I’m not sure this can be stressed enough. I sometimes have the sense, with some of the things we say and some of the songs we sing that we have reduced the gospel to virtually nothing but the cross. And that’s bizarre for something that doesn’t even show up in Christian art until the fourth century or so. Is the cross important? Absolutely! But when it seems to overwhelm Jesus’ life, his resurrection, the coming of the Spirit, and his promise to come again, which it sometimes seems to do, I think we’re going too far. The whole picture is not just important, but essential. I don’t think I see any ‘most important’ aspect, unless you wanted to say they are all ‘most important’.
Scot then spends some time emphasizing the fact that John’s baptism was for repentance. Why? So he could explore it in this section.
John’s baptism is for repentance, but Jesus is sinless. So why was Jesus baptized? To begin with, we are no more baffled than John himself, for he does his prophet’s best to keep Jesus from jumping into the Jordan with this jumble of sinners. … According to John, never were two people more unequal: the sinful John and the sinless Jesus.
But Jesus is baptized anyway. John’s baptism is for repentance, and Jesus doesn’t need to repent. Clearly then, if Jesus doesn’t need to repent, then he must be repenting for others, for us. Why would he do that?
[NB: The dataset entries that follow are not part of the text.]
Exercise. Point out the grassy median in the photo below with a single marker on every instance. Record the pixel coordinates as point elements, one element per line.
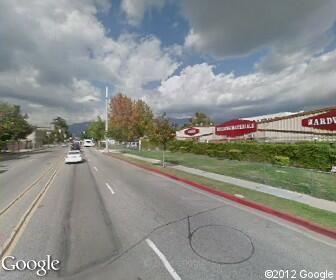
<point>322,217</point>
<point>314,183</point>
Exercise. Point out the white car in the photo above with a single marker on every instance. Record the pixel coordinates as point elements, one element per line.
<point>88,143</point>
<point>74,156</point>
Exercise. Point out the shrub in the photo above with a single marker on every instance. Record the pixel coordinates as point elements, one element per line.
<point>235,154</point>
<point>308,155</point>
<point>281,160</point>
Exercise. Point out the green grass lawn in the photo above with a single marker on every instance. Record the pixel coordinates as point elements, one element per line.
<point>304,211</point>
<point>314,183</point>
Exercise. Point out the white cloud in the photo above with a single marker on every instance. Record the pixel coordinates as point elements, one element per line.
<point>136,9</point>
<point>56,50</point>
<point>235,28</point>
<point>303,84</point>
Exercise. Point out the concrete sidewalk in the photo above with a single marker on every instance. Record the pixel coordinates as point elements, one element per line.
<point>299,197</point>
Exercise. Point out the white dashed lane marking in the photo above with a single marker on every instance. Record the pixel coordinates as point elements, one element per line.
<point>163,259</point>
<point>109,187</point>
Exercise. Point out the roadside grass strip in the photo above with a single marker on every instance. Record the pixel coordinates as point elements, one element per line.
<point>302,214</point>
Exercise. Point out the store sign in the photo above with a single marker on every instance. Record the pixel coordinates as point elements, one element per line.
<point>191,131</point>
<point>325,121</point>
<point>236,128</point>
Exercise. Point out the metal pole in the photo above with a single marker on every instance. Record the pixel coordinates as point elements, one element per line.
<point>106,118</point>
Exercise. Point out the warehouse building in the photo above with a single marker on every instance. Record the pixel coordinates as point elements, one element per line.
<point>316,125</point>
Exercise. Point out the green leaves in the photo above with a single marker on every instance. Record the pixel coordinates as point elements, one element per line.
<point>13,124</point>
<point>96,130</point>
<point>161,131</point>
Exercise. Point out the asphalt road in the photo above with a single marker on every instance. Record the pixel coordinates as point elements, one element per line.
<point>106,219</point>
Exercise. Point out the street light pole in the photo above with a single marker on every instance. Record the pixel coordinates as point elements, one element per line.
<point>106,118</point>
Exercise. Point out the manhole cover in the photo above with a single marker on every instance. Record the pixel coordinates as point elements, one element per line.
<point>221,244</point>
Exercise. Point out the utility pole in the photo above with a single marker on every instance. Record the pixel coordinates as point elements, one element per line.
<point>106,118</point>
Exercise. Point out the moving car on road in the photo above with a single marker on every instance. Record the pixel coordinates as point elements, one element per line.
<point>88,143</point>
<point>74,156</point>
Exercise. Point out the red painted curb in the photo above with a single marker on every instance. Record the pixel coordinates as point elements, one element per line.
<point>283,215</point>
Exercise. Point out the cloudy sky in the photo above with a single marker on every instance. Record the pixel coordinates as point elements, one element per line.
<point>227,58</point>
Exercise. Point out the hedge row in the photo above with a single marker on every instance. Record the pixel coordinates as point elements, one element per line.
<point>308,155</point>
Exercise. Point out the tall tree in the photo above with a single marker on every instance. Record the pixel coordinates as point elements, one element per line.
<point>61,129</point>
<point>96,130</point>
<point>13,124</point>
<point>201,119</point>
<point>129,119</point>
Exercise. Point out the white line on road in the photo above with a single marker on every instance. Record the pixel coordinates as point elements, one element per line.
<point>163,259</point>
<point>109,187</point>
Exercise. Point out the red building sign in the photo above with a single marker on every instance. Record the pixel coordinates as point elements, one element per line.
<point>191,131</point>
<point>236,128</point>
<point>325,121</point>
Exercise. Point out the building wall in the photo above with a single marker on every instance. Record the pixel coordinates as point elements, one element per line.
<point>290,129</point>
<point>286,128</point>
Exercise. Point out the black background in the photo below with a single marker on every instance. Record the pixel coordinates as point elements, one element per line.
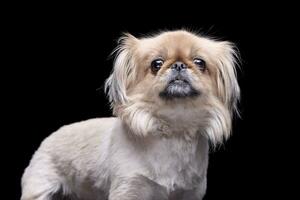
<point>60,60</point>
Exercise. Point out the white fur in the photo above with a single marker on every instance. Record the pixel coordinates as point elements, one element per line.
<point>155,148</point>
<point>86,157</point>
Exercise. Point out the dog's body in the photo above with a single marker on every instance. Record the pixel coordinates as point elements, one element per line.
<point>88,159</point>
<point>172,94</point>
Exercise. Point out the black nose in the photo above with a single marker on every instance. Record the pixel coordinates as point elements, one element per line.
<point>178,66</point>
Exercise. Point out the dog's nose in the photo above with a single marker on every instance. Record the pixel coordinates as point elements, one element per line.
<point>178,66</point>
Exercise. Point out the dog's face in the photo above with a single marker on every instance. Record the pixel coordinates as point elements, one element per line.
<point>173,68</point>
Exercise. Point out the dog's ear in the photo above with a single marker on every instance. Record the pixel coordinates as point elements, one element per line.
<point>226,80</point>
<point>124,71</point>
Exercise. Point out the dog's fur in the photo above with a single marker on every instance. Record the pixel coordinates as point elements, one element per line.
<point>157,146</point>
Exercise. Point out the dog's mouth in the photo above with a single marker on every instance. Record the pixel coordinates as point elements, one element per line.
<point>178,87</point>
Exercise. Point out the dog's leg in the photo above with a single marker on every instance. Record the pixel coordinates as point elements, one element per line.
<point>137,188</point>
<point>40,180</point>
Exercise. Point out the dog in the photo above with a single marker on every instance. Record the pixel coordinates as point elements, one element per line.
<point>173,95</point>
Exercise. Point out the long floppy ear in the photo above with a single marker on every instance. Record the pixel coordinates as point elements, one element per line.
<point>227,84</point>
<point>124,71</point>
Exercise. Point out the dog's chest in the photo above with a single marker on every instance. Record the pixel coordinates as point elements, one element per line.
<point>177,163</point>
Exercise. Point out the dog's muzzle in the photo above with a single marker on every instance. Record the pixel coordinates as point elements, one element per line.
<point>179,85</point>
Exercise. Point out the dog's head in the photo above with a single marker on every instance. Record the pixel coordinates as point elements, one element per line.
<point>175,69</point>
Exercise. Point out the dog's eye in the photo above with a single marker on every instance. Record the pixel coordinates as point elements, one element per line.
<point>156,64</point>
<point>200,63</point>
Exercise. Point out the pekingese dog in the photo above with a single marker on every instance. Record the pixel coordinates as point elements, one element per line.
<point>173,94</point>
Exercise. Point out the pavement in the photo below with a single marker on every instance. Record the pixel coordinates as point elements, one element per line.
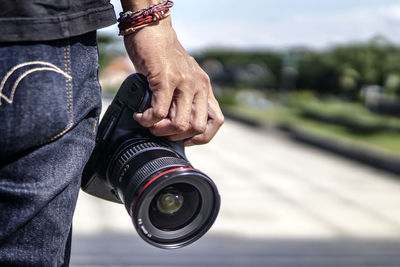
<point>283,204</point>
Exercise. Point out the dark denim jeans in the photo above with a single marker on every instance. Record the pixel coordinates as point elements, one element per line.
<point>49,106</point>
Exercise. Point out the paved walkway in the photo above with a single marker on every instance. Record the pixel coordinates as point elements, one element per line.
<point>275,193</point>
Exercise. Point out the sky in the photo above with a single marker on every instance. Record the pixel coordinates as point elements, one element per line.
<point>281,24</point>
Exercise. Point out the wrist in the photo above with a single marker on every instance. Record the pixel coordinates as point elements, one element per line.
<point>135,5</point>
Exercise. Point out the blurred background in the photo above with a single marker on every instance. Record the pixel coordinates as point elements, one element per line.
<point>308,160</point>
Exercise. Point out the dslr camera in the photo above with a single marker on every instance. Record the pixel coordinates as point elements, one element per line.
<point>171,203</point>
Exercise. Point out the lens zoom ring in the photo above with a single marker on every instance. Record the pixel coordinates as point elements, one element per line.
<point>156,165</point>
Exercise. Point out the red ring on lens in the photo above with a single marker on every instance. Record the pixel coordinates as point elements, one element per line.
<point>155,178</point>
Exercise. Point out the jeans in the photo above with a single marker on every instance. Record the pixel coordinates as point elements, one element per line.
<point>49,107</point>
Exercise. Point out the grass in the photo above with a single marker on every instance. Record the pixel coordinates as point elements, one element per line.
<point>346,122</point>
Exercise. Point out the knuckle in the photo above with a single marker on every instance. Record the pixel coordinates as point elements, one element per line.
<point>220,119</point>
<point>199,128</point>
<point>160,113</point>
<point>205,78</point>
<point>181,126</point>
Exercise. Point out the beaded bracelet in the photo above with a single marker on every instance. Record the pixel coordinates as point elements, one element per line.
<point>143,23</point>
<point>130,21</point>
<point>123,15</point>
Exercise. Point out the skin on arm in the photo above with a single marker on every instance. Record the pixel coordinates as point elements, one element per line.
<point>183,104</point>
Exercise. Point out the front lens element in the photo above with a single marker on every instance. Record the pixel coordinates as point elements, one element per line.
<point>169,201</point>
<point>175,207</point>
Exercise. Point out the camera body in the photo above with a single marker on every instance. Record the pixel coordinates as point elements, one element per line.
<point>171,203</point>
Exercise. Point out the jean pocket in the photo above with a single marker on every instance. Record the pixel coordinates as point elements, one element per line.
<point>36,105</point>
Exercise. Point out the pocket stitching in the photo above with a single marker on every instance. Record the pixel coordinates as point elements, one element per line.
<point>68,89</point>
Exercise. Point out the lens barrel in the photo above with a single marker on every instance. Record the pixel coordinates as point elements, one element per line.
<point>171,203</point>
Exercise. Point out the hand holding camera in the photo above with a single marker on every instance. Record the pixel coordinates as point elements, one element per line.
<point>183,105</point>
<point>171,203</point>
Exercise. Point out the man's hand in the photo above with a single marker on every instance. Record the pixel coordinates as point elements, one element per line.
<point>183,105</point>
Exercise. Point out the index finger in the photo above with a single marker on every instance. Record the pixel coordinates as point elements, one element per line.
<point>160,104</point>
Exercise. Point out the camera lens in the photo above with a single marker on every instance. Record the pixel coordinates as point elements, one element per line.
<point>171,203</point>
<point>175,207</point>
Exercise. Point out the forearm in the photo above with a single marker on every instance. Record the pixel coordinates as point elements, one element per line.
<point>134,5</point>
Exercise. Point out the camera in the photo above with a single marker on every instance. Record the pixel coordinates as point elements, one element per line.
<point>171,203</point>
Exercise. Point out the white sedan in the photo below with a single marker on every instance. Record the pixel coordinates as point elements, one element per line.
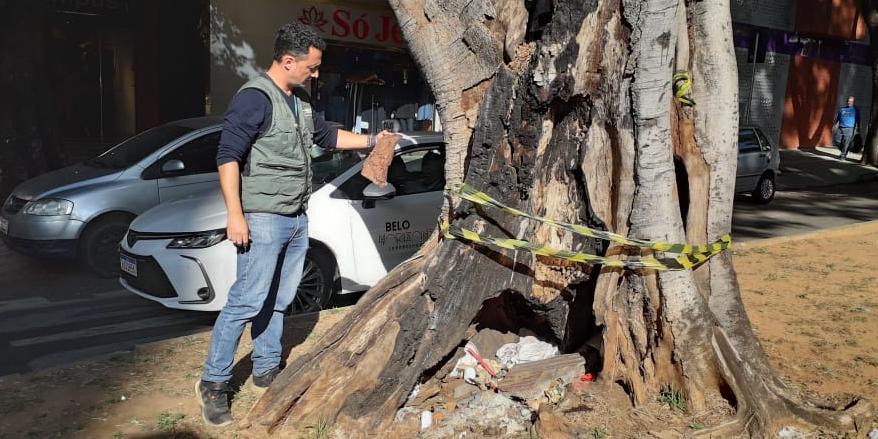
<point>176,253</point>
Because in so ‘repenting for us,’ Jesus begins to unleash the power of the Holy Spirit for his followers. John baptizes with ‘water,’ but Jesus will baptize ‘with the Holy Spirit and with fire.’ John is referring here to the prophetic prediction of the coming of the Holy Spirit. That Spirit comes upon Jesus at his baptism when it comes down as a dove, and it comes on all his followers on the great day of Pentecost when they are flooded with the Spirit.
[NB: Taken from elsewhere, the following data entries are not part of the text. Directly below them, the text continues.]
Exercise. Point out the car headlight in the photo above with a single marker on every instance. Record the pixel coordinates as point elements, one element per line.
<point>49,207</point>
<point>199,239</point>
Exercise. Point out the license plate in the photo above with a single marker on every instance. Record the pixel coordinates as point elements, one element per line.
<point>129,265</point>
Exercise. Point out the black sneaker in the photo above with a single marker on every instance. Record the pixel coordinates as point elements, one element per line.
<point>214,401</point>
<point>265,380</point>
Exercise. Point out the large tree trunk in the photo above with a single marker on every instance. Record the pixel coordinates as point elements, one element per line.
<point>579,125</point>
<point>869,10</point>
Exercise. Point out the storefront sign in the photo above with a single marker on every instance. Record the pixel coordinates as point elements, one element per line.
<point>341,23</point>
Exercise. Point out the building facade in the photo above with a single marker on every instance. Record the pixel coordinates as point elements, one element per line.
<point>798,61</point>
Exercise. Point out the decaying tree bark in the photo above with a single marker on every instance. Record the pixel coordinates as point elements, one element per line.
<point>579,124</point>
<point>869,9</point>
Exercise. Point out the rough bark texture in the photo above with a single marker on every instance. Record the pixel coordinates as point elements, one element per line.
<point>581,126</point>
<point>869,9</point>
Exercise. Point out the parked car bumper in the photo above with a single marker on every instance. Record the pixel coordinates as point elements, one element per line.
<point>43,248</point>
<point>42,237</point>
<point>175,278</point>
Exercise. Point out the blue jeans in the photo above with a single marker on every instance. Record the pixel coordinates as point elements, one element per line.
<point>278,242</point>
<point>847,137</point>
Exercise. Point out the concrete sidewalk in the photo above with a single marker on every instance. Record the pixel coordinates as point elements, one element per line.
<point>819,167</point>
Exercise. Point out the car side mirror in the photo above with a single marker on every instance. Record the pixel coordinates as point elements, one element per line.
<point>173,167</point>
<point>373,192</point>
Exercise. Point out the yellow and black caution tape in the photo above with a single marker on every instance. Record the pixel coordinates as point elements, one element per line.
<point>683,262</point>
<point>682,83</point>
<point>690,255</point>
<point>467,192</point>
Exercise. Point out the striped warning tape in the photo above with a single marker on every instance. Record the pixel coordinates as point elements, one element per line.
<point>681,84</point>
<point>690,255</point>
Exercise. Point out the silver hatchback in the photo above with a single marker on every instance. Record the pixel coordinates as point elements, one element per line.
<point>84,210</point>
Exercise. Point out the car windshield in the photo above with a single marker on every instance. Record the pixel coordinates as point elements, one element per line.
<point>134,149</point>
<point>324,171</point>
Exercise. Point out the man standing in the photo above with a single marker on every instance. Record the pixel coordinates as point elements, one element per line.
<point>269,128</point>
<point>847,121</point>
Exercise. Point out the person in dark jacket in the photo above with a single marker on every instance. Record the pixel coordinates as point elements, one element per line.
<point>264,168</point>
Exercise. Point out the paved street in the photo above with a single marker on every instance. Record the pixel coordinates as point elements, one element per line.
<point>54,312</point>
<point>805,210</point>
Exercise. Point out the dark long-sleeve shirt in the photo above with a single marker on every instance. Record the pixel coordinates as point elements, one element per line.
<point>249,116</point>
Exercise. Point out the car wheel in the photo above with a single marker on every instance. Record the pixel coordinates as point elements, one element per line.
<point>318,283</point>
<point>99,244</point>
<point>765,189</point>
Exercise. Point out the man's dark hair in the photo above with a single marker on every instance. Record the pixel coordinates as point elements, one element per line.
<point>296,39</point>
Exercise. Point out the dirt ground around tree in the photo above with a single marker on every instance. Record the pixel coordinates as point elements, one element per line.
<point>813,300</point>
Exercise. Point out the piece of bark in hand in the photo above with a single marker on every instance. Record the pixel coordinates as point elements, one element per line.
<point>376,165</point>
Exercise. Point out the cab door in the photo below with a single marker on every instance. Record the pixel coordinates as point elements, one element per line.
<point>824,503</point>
With these considerations, the baptism of Jesus becomes clear: Jesus is baptized to repent perfectly so God can send the Spirit to empower us for our vocations. … The only person who could do it perfectly would be a perfect person — and he would not need it.
Here’s the big picture and how baptism fits into it: the spiritually formed person loves God (by following Jesus) and others. Jesus loves God and others perfectly. We don’t love God perfectly, and we might as well admit it. We love God and others perfectly only when we follow Jesus through our piles of sin, which we do when we participate in Jesus’ own life. This expression ‘following Jesus’ that we’ve often used now gains full clarity: To follow Jesus means to participate in his life, to let his life be ours.
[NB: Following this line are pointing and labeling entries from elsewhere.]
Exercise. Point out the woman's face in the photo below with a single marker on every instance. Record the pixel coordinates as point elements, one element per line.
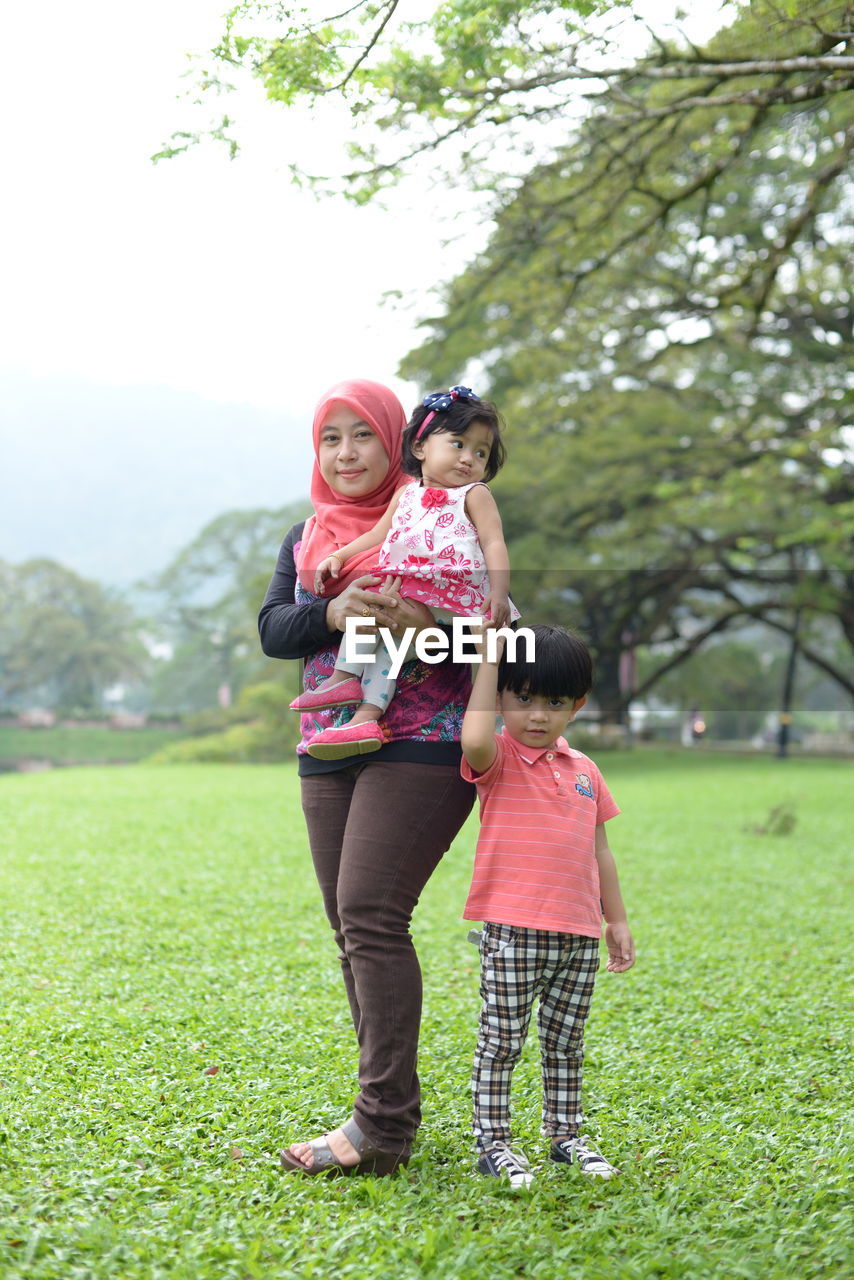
<point>351,456</point>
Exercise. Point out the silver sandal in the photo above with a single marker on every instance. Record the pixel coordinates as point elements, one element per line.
<point>373,1160</point>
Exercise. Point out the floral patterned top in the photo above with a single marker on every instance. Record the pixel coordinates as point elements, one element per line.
<point>434,547</point>
<point>424,718</point>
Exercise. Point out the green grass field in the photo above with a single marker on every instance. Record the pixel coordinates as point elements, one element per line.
<point>71,744</point>
<point>172,1015</point>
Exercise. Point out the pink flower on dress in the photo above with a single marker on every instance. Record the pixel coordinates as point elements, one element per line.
<point>434,498</point>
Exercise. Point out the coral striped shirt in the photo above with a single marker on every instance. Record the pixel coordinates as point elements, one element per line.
<point>535,864</point>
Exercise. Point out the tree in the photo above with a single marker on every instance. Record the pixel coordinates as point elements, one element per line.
<point>476,80</point>
<point>208,600</point>
<point>679,382</point>
<point>662,310</point>
<point>63,639</point>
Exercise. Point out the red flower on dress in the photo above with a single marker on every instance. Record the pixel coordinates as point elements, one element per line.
<point>434,498</point>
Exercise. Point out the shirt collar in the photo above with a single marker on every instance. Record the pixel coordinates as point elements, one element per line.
<point>531,754</point>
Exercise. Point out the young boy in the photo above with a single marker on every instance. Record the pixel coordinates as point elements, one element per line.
<point>543,880</point>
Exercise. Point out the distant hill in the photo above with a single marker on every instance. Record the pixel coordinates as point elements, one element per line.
<point>113,480</point>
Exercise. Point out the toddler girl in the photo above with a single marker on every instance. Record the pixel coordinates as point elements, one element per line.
<point>442,535</point>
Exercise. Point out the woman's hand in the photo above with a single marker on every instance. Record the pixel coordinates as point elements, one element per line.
<point>497,609</point>
<point>362,600</point>
<point>409,613</point>
<point>329,567</point>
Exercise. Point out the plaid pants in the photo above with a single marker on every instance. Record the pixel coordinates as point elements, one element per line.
<point>516,967</point>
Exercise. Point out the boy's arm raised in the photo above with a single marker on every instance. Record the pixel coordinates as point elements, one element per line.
<point>478,737</point>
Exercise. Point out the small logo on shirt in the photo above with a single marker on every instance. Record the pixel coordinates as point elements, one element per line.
<point>584,786</point>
I know that was a long excerpt, but this strikes me as so important. Scot summarizes it in this following thought.
There is only one reason for Jesus to repent for us: We can’t repent adequately.
He proceeds to explore why, and we fail in all areas. We don’t know our own hearts perfectly. We never truly and completely tell the truth to God about sin, however hard we try. Our decisions or commitments to change are flawed and tend to contain that connector ‘but’, and we do not follow through with consistently changed behavior. Basically, we’re pretty lousy at repenting, so Jesus does it for us.
It’s also important to note that John’s baptism was one both of repentance and for forgiveness of sins. By participating in Jesus’ repentance, our sins are truly forgiven. The renovation of our hearts begins. One of the things Baptism today is still for is the repentance of sins. It’s one of a long list of things such as our adoption or entrance into the communion of God’s family and Jesus’ body, but still also for the forgiveness of sins.
Jesus paved the way for us — with his entire life of active obedience.
That cannot be reduced to a single event or sequence of events within his life. His whole life paved the way for us. He blazed the trail through the impenetrable jungle. And it’s the only path that actually leads out.